POUR DIFFUSION IMMÉDIATE
10 août 2018
De Lauren Regan, Directrice et Avocate principale, Civil Liberties Defense Center
Le 10 août 2018, le ministère américain de la Justice a annoncé avoir “ appréhendé ” Joseph Dibee, l’un des accusés de l’affaire « Green Scare », après l’avoir mis en accusation il y a 12 ans. Dibee aurait été arrêté à Cuba. En 2006, un grand jury fédéral de l’Oregon avait mis en accusation Dibee et 12 complices pour des actes de sabotage économique commis par l’Earth Liberation Front et l’Animal Liberation Front. Ces groupes ont causé plus de $45 millions de dommages à des abattoirs de chevaux et à des centres fédéraux de capture de chevaux, à des entreprises d’exploitation de forêts anciennes et à une station de ski empiétant sur l’habitat du lynx du Canada, pour ne citer que quelques-unes des cibles visées entre 1995 et 2001. L’un des complices, Jacob Ferguson, originaire d’Eugene, dans l’Oregon, s’est porté volontaire pour devenir informateur du FBI et a accepté de porter un micro et de parcourir le pays afin de tenter de piéger ses complices. Sans la coopération de Ferguson avec les autorités, il est peu probable que le FBI aurait résolu l’une de ces affaires.

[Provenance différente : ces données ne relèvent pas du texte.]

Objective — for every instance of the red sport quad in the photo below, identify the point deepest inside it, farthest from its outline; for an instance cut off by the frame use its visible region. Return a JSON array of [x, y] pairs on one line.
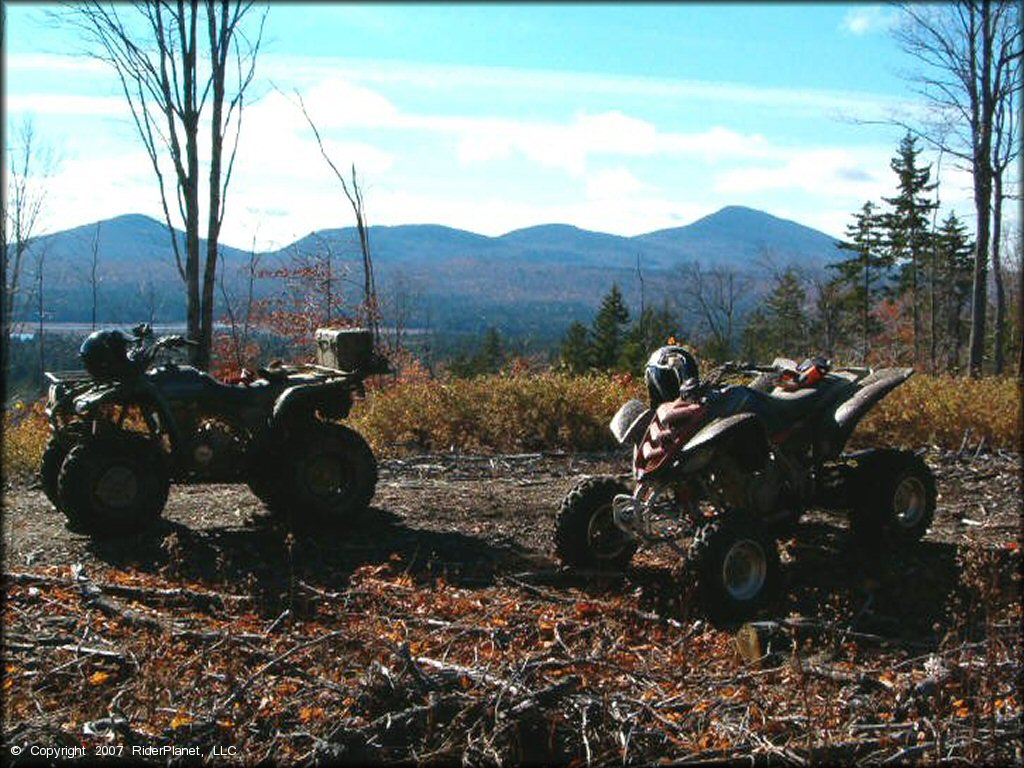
[[732, 467]]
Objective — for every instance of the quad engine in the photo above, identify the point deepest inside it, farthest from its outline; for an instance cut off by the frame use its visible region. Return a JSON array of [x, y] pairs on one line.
[[217, 451]]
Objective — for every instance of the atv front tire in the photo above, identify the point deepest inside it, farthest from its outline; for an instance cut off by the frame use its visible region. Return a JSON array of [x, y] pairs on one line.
[[736, 566], [586, 535], [55, 452], [49, 469], [897, 498], [113, 484], [330, 477]]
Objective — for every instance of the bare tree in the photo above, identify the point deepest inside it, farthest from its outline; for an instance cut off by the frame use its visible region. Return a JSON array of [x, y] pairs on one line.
[[240, 318], [970, 52], [1006, 151], [173, 59], [353, 190], [716, 293], [24, 196]]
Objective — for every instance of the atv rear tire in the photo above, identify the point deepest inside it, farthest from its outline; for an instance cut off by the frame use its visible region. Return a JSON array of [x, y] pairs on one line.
[[113, 484], [897, 498], [330, 477], [586, 535], [736, 566]]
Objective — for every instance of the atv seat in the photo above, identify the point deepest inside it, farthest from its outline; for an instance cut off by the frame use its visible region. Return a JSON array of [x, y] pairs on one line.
[[780, 409]]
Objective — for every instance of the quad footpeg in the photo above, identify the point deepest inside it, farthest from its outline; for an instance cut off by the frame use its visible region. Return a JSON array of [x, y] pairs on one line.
[[628, 513]]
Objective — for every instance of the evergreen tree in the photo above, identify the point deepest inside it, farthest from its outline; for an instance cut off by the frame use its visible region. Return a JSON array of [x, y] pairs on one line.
[[608, 330], [650, 331], [859, 276], [954, 269], [576, 349], [907, 227]]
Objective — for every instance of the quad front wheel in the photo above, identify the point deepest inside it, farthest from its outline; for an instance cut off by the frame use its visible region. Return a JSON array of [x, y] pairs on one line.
[[113, 484], [736, 566], [49, 469], [586, 535]]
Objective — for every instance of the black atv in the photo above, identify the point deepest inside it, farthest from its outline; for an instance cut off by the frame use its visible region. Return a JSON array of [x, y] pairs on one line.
[[125, 428]]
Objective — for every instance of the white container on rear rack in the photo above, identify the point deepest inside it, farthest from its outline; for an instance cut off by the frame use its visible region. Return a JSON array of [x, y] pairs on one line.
[[348, 349]]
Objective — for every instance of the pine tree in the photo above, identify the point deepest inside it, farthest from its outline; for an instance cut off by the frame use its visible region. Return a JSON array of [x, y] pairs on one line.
[[906, 225], [607, 330], [650, 331], [954, 270], [860, 275]]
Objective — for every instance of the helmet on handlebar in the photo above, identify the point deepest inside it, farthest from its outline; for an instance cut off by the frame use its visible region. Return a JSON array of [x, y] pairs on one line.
[[670, 370], [104, 354]]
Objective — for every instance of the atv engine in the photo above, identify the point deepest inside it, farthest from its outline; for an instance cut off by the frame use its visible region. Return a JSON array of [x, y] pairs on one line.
[[217, 451]]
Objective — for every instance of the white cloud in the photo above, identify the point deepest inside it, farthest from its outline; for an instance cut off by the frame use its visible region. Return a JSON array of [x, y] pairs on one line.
[[867, 19], [495, 79], [65, 103], [823, 172], [613, 184]]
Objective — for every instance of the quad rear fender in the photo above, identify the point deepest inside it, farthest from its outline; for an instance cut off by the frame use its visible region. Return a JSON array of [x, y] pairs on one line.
[[848, 415], [743, 432]]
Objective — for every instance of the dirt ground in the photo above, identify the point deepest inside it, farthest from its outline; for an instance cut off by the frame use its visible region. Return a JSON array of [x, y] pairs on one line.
[[478, 517], [483, 525]]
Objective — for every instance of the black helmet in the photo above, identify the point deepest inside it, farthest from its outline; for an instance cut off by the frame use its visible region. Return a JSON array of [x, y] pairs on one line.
[[104, 354], [670, 370]]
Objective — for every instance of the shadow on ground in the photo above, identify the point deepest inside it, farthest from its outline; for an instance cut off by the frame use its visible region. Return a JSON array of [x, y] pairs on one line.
[[266, 560]]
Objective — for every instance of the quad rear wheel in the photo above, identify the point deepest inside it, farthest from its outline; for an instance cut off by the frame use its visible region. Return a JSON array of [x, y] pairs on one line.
[[113, 484], [736, 565], [329, 475], [586, 535], [898, 498]]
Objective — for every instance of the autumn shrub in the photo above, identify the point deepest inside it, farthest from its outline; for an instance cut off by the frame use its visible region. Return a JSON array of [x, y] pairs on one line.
[[551, 411], [527, 412], [940, 410], [25, 433], [500, 413]]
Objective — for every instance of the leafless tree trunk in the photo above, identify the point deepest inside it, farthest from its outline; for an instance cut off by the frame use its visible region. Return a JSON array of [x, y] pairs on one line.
[[168, 76], [970, 51], [353, 190], [716, 292], [23, 200], [1006, 151], [240, 323]]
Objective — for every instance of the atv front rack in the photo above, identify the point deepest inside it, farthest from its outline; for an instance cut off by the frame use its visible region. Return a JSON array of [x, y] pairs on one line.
[[68, 377]]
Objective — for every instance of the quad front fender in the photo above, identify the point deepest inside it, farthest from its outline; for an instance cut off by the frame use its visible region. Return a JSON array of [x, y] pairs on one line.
[[630, 423]]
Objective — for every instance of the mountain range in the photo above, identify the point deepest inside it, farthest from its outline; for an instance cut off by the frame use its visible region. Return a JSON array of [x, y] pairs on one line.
[[531, 281]]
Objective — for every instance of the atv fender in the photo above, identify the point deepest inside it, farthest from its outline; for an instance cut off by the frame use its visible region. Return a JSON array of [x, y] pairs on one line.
[[872, 389], [631, 422], [333, 397], [745, 431]]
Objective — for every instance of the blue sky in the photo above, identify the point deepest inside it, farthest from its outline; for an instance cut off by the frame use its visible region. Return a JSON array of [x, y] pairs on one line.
[[617, 118]]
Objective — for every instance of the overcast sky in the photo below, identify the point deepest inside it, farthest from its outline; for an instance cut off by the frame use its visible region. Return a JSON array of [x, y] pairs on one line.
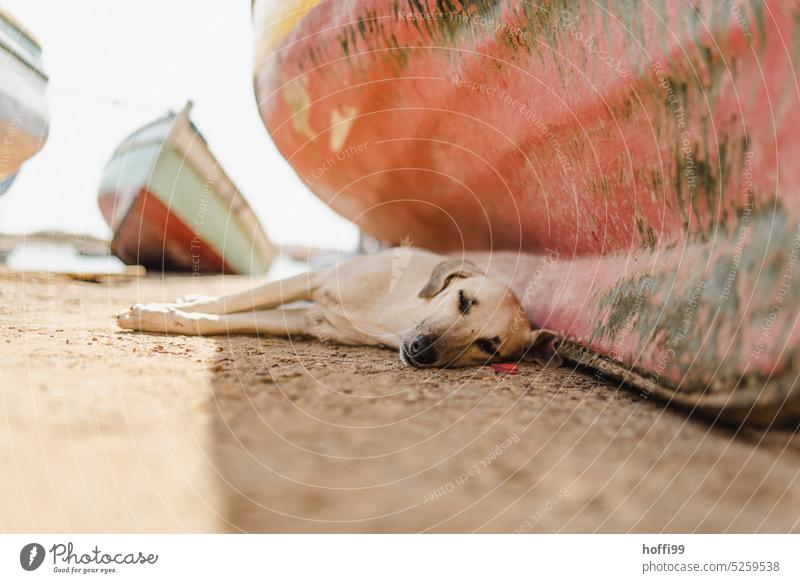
[[117, 64]]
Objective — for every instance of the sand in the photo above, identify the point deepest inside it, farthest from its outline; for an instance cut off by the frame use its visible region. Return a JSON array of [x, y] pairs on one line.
[[105, 430]]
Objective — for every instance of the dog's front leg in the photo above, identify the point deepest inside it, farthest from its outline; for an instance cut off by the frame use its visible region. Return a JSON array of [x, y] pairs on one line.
[[270, 295], [171, 320]]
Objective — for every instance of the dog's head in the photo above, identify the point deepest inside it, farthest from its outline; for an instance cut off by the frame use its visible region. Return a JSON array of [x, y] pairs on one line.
[[472, 320]]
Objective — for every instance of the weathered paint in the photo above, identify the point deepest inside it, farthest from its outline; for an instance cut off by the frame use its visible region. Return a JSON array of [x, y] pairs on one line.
[[651, 147], [171, 206], [24, 119]]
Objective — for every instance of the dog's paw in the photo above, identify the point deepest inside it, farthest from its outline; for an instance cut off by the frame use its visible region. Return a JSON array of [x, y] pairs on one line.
[[194, 302], [150, 318]]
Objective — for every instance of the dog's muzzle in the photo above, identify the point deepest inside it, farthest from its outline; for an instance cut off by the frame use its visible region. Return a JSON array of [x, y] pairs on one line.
[[420, 352]]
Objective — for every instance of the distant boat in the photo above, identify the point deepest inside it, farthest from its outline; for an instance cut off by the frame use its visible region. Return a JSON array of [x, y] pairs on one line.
[[24, 121], [171, 206]]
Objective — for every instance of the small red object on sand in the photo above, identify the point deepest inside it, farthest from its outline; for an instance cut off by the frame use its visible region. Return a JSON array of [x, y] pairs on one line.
[[508, 368]]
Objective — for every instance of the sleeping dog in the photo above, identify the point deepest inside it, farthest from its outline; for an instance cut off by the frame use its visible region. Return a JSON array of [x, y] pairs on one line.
[[436, 311]]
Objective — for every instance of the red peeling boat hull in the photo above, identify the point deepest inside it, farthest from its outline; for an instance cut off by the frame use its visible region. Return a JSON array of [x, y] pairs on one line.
[[637, 164]]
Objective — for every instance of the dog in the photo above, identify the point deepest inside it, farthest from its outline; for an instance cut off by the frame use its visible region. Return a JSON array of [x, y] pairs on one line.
[[435, 311]]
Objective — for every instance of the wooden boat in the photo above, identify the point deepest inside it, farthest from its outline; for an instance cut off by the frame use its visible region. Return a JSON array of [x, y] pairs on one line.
[[171, 206], [637, 162], [24, 124]]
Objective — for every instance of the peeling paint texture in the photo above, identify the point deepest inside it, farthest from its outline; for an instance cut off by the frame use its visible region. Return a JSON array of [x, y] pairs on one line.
[[651, 147]]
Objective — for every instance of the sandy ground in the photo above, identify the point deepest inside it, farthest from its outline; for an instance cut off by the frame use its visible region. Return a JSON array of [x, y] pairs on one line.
[[104, 430]]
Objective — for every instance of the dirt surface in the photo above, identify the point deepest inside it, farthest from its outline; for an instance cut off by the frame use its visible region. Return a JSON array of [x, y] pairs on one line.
[[104, 430]]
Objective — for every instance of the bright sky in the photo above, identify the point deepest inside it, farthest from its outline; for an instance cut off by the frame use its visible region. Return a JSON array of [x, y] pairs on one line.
[[117, 64]]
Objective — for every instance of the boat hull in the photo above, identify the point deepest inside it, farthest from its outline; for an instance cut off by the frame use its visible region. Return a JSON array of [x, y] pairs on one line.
[[151, 235], [651, 150], [24, 124], [171, 207]]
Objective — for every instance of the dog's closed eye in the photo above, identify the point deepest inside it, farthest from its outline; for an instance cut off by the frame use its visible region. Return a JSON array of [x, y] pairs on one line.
[[488, 345], [465, 303]]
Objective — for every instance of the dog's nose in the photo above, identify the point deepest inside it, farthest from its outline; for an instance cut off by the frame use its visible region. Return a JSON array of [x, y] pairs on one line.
[[422, 350]]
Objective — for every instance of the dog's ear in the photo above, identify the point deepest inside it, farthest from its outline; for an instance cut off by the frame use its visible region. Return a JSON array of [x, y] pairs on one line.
[[445, 272], [543, 348]]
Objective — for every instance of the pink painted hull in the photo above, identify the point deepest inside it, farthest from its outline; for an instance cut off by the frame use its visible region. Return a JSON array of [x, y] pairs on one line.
[[650, 152]]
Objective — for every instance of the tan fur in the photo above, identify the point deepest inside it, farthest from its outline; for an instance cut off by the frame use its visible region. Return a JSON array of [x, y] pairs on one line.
[[401, 298]]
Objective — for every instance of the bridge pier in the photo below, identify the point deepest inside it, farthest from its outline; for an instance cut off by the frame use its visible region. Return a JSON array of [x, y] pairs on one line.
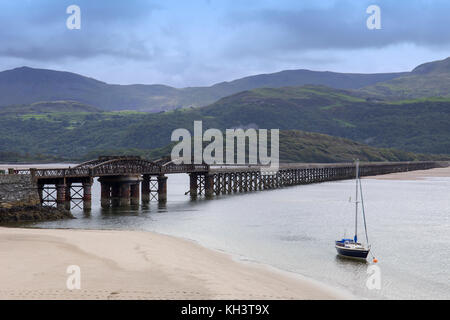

Au fil des ans, les coaccusés se sont divisés en deux groupes : ceux qui ont choisi de ne pas coopérer avec l'État et qui ont reçu environ 18 mois de prison supplémentaires, dont Jonathan Paul, Daniel McGowan, Joyanna Zacher, Nathan Block (et depuis l'affaire d'origine, d'autres accusés non coopératifs de la Green Scare incluent Marius Mason, Rebecca Rubin et Justin Solondz). Et ceux qui sont devenus informateurs pour l'État, notamment Jacob Ferguson, Kevin Tubbs, Stanislas Meyerhoff, Chelsea Gerlach, Darren Thurston, Kendall Tankersley (Harvey), Lacey Philabaum, Suzanne Savoie, Jennifer Kolar, Briana Waters (lors de son deuxième procès après avoir été dénoncée par Philabaum et Kolar lors de son premier procès), et Frank Ambrose. Seul Marius Mason est resté emprisonné jusqu'à l'arrestation récente de Dibee.
Deux individus ont été inculpés en 2006 mais n'ont pas été trouvés aux États-Unis pour être poursuivis, Joseph Dibee et une autre personne. Maintenant, 12 ans plus tard, et sous le régime autoritaire de Trump, M. Dibee fait face à des poursuites dans le district de l'Oregon, le district ouest de Washington et le district est de la Californie. Il est actuellement accusé dans le district de l'Oregon d'un chef d'accusation de complot en vue de commettre un incendie criminel, complot en vue de détruire une installation énergétique, et d'un chef d'accusation d'incendie criminel concernant la destruction de l'abattoir de chevaux Cavel West. Il fait également face à un chef d'accusation chacun de complot en vue de commettre un incendie criminel, possession d'une arme à feu non enregistrée, et possession d'un engin explosif dans le cadre d'un crime violent dans le district ouest de Washington, et un chef d'accusation chacun de complot en vue de commettre un incendie criminel, incendie criminel d'un bâtiment gouvernemental, et possession d'un engin explosif dans le cadre d'un crime violent dans le district est de la Californie pour une action à l'installation de capture de chevaux sauvages de Susanville (où les chevaux sauvages sont ensuite expédiés vers des abattoirs).
“ Comme d'habitude, l'État utilise la rhétorique terroriste pour tenter d'influencer le processus judiciaire contre des personnes accusées de crimes contre les biens qui n'étaient pas intentionnels et n'ont causé de tort à aucun être humain ni animal. Le fait que le gouvernement tente d'attiser la haine et l'ignorance à propos du fait que cet ancien militant américain des droits des animaux est d'origine moyen-orientale est épouvantable et raciste. ” Lauren Regan, directrice et avocate au Civil Liberties Defense Center et l'une des anciennes avocates de la défense d'activistes précédemment poursuivis dans le cadre de la “ Green Scare ”. En fait, le credo de l'ELF et de l'ALF, selon leur site web, stipule qu'il s'agit d'« une campagne non violente avec des militants prenant toutes les précautions pour ne pas nuire à un animal (humain ou autre) ». Leur intention est de causer des dommages économiques à ceux qui profitent de la misère et de l'exploitation des animaux ainsi que de la destruction de l'environnement, selon leur site web.